BAR – balance of risk; BMI – body mass index; FFP – fresh frozen plasma; INR – International Normalized Ratio; LT – liver transplantation; MELD – Model for End-Stage Liver Disease; PRBCs – packed red blood cells.

Localization of pleural effusion requiring drainage was considerably unequal. Of all patients with pleural drainages, 350 patients (97%) received a CD on the right-hand side, only 11 patients (3.0%) had an isolated left-sided CD and 96 patients (26.6%) received bilateral drainage (Figure 2). Pleural drainage placement was performed at 3 different time points: pre-transplantation, during LT, and post-transplantation. Typically, CD insertion was carried out after LT (n=394; 79.2%), mostly in the ICU as a bedside procedure (n=332; 66.8%), during reoperations (n=57; 11.5%) or postoperatively via computed tomography guided punctures (n=5; 1.0%). The median time-period for CD insertion after LT was 3 days with an interquartile range of 2 to 5 days. CD placement before (n=33; 6.6%) or during LT (n=70; 14.1%) was performed less frequently. Except for the small group of patients receiving CD placement before LT, patients did not show relevant pleural effusions in pre-LT chest x-rays. In accordance with Imai et al., an isolated blunting of the costophrenic angle was not classified as a relevant pleural effusion for the purpose of this study [28]. Mean drainage volume for CD placed during LT was 774.2 mL in the first 24 hours and 1923.3 mL in the first 5 days. Overall CDs placed after LT drained an average of 848.5 mL of pleural fluid in the first 24 hours and those placed after LT in ICU drained mean pleural fluid volumes of 892.4 mL in the first 24 hours.

Figure 2

Patients receiving pleural drainage before, during or in the first ten days after liver transplantation and the localization thereof (study group n=597; patients with pleural drainage n=361).

If the intervention was performed in the ICU, 112 patients (35.4%) received pre-interventional optimization of coagulation. Most patients (63 patients; 56.3%) received fresh frozen plasma, 30 patients (26.8%) thrombocytes and 19 patients (17.0%) received both. In average, patients received 2 units of the applied blood products (fresh frozen plasma: 2 (IQR 2–3); platelets: 2 (IQR 1–2)). Two different types of CD were used predominantly, the puncture set “Pleuracan©” (n=124; 24.9%) or surgical suction drainage (Bülau drain, n=315; 63.4%). The CD from Cook Medical was used in 32 interventions (6.4%) and thoracentesis without tube insertion was only performed in 26 procedures (5.2%). Regarding complications, no differences (P=0.927) were observed comparing the 2 predominant techniques (Table 3).

Table 3

Complications after pleural drainage during or after liver transplantation by setting and used technique.

	Setting
	Total placements (n=459)	During LT (n=70)	In ICU (n=332)	During Re-OP (n=57)
Total complications	21 (4.6%)	0	20 (6.0%)	1 (1.8%)
Pneumothorax	6 (1.3%)	0	6 (1.8%)	0
Hemorrhage	15 (3.3%)	0	14 (4.2%)	1 (1.8%)
No complications	438 (95.4%)	70 (100%)	312 (94.0%)	56 (98.0%)
	Technique
	Bülau drain (n=297)	Pleuracan© (n=109)	Cook Medical© (n=27)	Single puncture (n=26)
Total complications	13 (4.4%)	5 (4.6%)	2 (7.4%)	1 (3.8%)
Pneumothorax	5 (1.7%)	0	0	1 (3.8%)
Hemorrhage	8 (2.7%)	5 (4.6%)	2 (7.4%)	0
No complications	284 (95.6%)	104 (95.4%)	25 (96.2%)	25 (96.2%)
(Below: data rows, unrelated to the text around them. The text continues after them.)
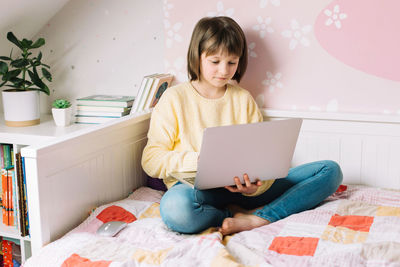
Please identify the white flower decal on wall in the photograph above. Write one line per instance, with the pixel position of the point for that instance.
(297, 34)
(272, 81)
(177, 69)
(263, 26)
(166, 7)
(264, 3)
(250, 49)
(221, 11)
(332, 105)
(172, 32)
(260, 101)
(334, 16)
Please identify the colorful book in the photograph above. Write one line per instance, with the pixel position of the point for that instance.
(7, 253)
(25, 197)
(10, 198)
(106, 100)
(91, 119)
(7, 156)
(21, 202)
(4, 193)
(2, 156)
(14, 200)
(160, 84)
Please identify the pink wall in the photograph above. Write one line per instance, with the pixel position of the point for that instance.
(323, 55)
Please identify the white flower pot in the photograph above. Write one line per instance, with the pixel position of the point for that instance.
(62, 116)
(21, 108)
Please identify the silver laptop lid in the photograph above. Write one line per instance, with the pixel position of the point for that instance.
(262, 150)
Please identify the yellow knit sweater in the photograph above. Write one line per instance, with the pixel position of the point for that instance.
(177, 124)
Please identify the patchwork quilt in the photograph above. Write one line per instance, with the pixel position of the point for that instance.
(356, 226)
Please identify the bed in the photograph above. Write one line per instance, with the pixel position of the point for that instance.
(359, 225)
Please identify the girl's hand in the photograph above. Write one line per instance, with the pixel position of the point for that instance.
(245, 188)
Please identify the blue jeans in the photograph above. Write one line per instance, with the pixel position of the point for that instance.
(188, 210)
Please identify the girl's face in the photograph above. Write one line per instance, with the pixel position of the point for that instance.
(217, 69)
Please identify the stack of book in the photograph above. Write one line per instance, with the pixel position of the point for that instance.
(14, 208)
(150, 91)
(102, 108)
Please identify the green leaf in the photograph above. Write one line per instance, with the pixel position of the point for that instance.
(5, 58)
(35, 78)
(18, 83)
(20, 63)
(11, 74)
(3, 68)
(40, 42)
(38, 82)
(46, 74)
(11, 37)
(26, 43)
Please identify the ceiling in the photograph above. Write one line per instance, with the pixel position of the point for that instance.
(25, 18)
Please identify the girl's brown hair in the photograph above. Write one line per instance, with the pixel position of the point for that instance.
(212, 34)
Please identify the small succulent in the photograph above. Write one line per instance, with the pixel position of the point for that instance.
(61, 103)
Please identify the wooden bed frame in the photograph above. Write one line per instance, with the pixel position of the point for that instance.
(68, 177)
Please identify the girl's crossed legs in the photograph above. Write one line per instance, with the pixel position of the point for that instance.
(188, 210)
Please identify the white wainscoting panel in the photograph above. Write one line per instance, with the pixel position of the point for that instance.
(367, 151)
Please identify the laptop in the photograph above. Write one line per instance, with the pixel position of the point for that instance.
(263, 150)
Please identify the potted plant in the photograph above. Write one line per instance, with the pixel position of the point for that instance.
(20, 75)
(62, 112)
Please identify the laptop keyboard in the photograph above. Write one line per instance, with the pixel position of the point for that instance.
(189, 180)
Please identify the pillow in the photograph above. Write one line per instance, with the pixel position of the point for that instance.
(156, 184)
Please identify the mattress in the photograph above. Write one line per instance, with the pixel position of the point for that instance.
(356, 226)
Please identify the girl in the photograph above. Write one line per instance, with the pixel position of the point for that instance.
(218, 54)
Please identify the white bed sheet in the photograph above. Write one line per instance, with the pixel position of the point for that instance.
(357, 226)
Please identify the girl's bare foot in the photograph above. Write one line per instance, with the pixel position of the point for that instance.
(241, 222)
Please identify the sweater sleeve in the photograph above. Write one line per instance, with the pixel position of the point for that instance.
(159, 157)
(253, 112)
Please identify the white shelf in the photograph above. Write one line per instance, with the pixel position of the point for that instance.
(45, 131)
(28, 136)
(11, 232)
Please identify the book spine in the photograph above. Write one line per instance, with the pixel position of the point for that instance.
(139, 95)
(145, 95)
(4, 180)
(4, 195)
(21, 202)
(15, 198)
(10, 199)
(2, 156)
(7, 253)
(26, 225)
(7, 156)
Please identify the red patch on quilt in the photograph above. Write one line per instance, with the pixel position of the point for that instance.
(341, 188)
(116, 213)
(77, 261)
(292, 245)
(353, 222)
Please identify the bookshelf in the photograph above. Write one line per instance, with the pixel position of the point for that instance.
(20, 137)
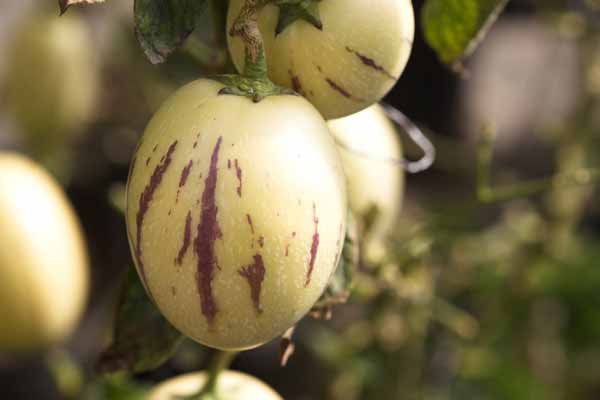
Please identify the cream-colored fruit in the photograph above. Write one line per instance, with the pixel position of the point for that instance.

ICU – Intensive Care Unit; LT – liver transplantation.

CD placement-related complications included pneumothorax and hemorrhage (Table 3). Six patients developed pneumothorax requiring further medical treatment, all 6 cases occurring after CD insertion in the ICU. There were 13 of 14 post-interventional bleedings that occurred in the ICU, whereas only 1 LT recipient suffered from hemorrhage during a reoperation. In 2 patients, surgical removal of the hematoma was necessary. No CD-related complications were developed after placement during LT. Correspondingly, complication rates after placement of CD were significantly higher in the ICU compared to LT or compared to all intraoperative procedures (P=0.035 and P=0.016 respectively).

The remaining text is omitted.